Raw 16S rRNA data source and analysis pipeline information

We evaluated C3NA using two colorectal cancer (CRC) datasets and two inflammatory bowel diseases with Crohn’s Disease (CD) 16S rRNA datasets. The first CRC dataset labeled as “cancer” was from PRJNA290926 [14], and the second CRC dataset labeled as “cancer2” was extracted from PRJEB6070 [15]. For both CRC datasets, we only used the samples labeled as “Cancer” and “Normal.“ The first Crohn’s disease dataset was downloaded from PRJEB13679 [16], and we used the “CD” and “no” as the case and control, respectively. The second Crohn’s disease dataset was from the IBDMDB [17] website, and we used the “CD” and “non-IBD” as the case and control, respectively. The data were loaded to QIIME2 according to their respective study design following the DADA2 algorithm pipeline [18]. All assignments used the same SILVA 138 [19] reference under the QIIME2 (version 2021.4) environment [8]. The dataset information is shown in Additional file 1: Table S1.

Microbial data processing

Many established pipelines are available for processing the 16S rRNA amplicon sequencing to summarize the raw sequencing data into taxonomic profiles, such as the operational taxonomic units (OTUs) and amplicon sequencing variants (ASVs). For C3NA, we utilized the QIIME2 pipeline with the DADA2 algorithm to generate the ASVs from each of the four datasets [1820]. Regardless of the methods and reference database, the resulting taxonomic profile includes an ASVs table, a taxonomic table, and a metadata table. To ensure the accuracy of these data prior to loading into the C3NA pipeline, we utilize the Phyloseq R package to ensure the correct formatting of these tables, and the Phyloseq object is the initial input for the C3NA pipeline [21]. Lastly, the user needs to run different conditions separately by sub-setting the Phyloseq object and running the pipeline described in Fig. 1 individually. The C3NA pipeline is split into the following five sections.
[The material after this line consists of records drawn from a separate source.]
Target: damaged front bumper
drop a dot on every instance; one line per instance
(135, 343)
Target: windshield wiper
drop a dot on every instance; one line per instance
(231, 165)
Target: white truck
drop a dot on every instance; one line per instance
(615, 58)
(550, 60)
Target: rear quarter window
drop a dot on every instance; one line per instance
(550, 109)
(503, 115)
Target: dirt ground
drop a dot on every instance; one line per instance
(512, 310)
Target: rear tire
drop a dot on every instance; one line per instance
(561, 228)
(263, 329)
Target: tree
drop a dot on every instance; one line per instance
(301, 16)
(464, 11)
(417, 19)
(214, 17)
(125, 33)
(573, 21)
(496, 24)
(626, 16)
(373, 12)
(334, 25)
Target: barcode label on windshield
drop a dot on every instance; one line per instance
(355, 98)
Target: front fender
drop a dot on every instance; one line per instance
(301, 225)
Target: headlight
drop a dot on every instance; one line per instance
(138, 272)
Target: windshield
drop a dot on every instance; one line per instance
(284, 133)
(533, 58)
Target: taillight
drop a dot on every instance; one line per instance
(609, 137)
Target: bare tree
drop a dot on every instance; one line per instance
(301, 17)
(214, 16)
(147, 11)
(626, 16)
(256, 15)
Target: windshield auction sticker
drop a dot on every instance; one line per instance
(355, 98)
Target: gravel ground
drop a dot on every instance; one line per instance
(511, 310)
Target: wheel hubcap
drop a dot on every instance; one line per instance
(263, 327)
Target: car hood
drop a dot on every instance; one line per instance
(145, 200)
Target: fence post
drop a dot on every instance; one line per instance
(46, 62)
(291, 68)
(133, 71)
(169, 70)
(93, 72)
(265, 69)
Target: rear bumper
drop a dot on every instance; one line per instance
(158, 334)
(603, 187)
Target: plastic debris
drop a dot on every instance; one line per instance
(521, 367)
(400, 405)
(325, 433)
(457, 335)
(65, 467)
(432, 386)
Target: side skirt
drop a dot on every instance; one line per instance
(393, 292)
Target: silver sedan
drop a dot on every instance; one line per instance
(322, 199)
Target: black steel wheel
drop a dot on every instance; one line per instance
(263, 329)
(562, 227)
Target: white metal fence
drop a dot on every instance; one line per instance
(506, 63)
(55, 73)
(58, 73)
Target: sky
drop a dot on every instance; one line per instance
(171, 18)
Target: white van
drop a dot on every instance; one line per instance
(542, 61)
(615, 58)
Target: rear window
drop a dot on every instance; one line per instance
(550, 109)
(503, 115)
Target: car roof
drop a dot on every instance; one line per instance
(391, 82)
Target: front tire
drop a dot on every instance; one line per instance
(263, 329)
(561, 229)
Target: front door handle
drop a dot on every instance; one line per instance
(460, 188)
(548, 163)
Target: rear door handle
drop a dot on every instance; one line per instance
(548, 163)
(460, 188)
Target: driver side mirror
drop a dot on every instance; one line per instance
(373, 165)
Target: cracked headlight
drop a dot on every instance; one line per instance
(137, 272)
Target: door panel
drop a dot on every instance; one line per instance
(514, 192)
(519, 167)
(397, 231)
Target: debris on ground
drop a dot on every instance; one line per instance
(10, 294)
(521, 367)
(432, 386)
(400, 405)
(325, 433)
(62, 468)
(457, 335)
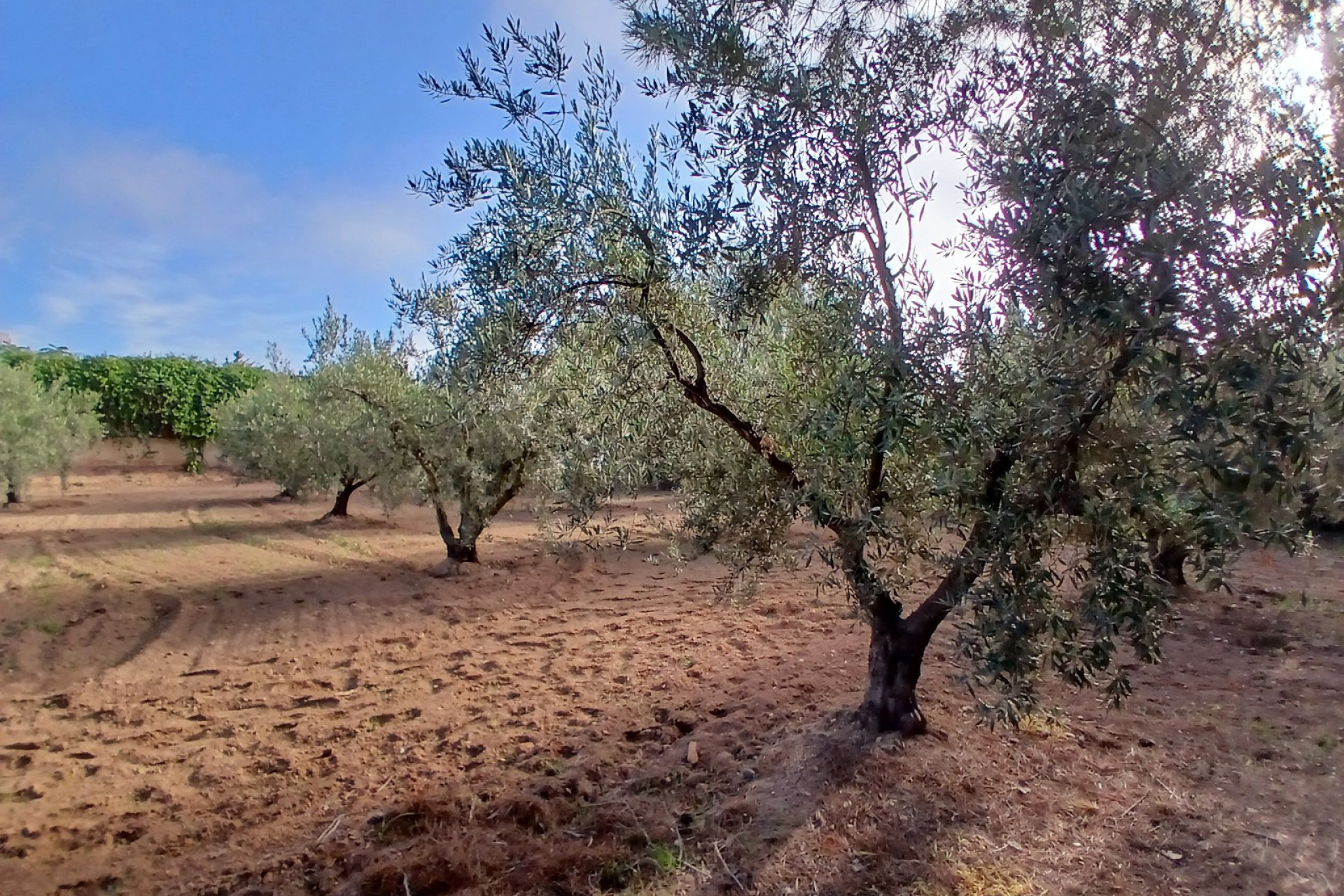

Generating condition-specific stacked-taxa count matrices

Prior to generating the condition-specific stacked-taxa count matrices, the user should utilize the Phyloseq functions to filter out a single condition. Also, we recommended removing samples with a library size of fewer than 1000 reads as these samples are known to suffer from low-quality issues in terms of microbial diversity as well as sequencing-related issues [22]. Generally, there should be six levels of taxonomic levels, Phylum, Class, Order, Family, Genus, and Species for each of the ASVs, and for each of them, we will sum the ASV count matrices to their respective assignments and then stack them to form a stacked-taxa table. Lastly, as we are focusing on higher taxonomic levels than OTUs/ASVs by summing the OTUs/ASVs counts, we filtered out the taxa that did not present in at least 10% of the samples to remove rare taxonomic assignments [13]. This filtering criteria coincide with one of the assumptions for SparCC in which the kept taxa are assumed to be present among samples, and this approach also drastically reduces the computational complexity with the reduced number of taxa. For each of the conditions within the study, a condition-specific matrix is created by applying the aforementioned filtering procedures.

Fig. 1
figure 1

C3NA framework illustrated for two conditions comparison examples. For every phenotype/diagnosis, a condition-specific Phyloseq will be used as input to generate the condition-specific stacked-taxa count matrix by combining Phylum, Class, Order, Family, Genus, and Species-level raw count matrix. Then, the matrix undergoes SparCC correlation calculation with 1000 bootstraps followed by the topological overlap matrix (TOM) calculation under the “signed” network setting. Next, the dissimilarity TOM matrix (1-TOM) is used for hierarchical clustering with a range of minimal taxa per module (3–40) to extract a range of clustering patterns. A selected range of patterns is used to generate a consensus matrix, in which the intra-modular connections are the key taxa–taxa correlations we focus on in the subsequent network analysis. When comparing two conditions, module preservation analyses and other statistical methods are performed

Condition-specific SparCC correlation

We employed Sparse Correlation for Compositional data (SparCC) correlation with 1000 bootstrap settings employed using the SPIEC-EASI R Package [1323]. The bootstrap resulted in a correlation value between each taxa pair and a p-value, and the Benjamini-Hochberg (BH) method will subsequently be applied to adjust for multiple testing. We also investigated the effects of different numbers of bootstraps in Additional file 1: Fig. S10, and undertaking at least ten bootstraps is recommended.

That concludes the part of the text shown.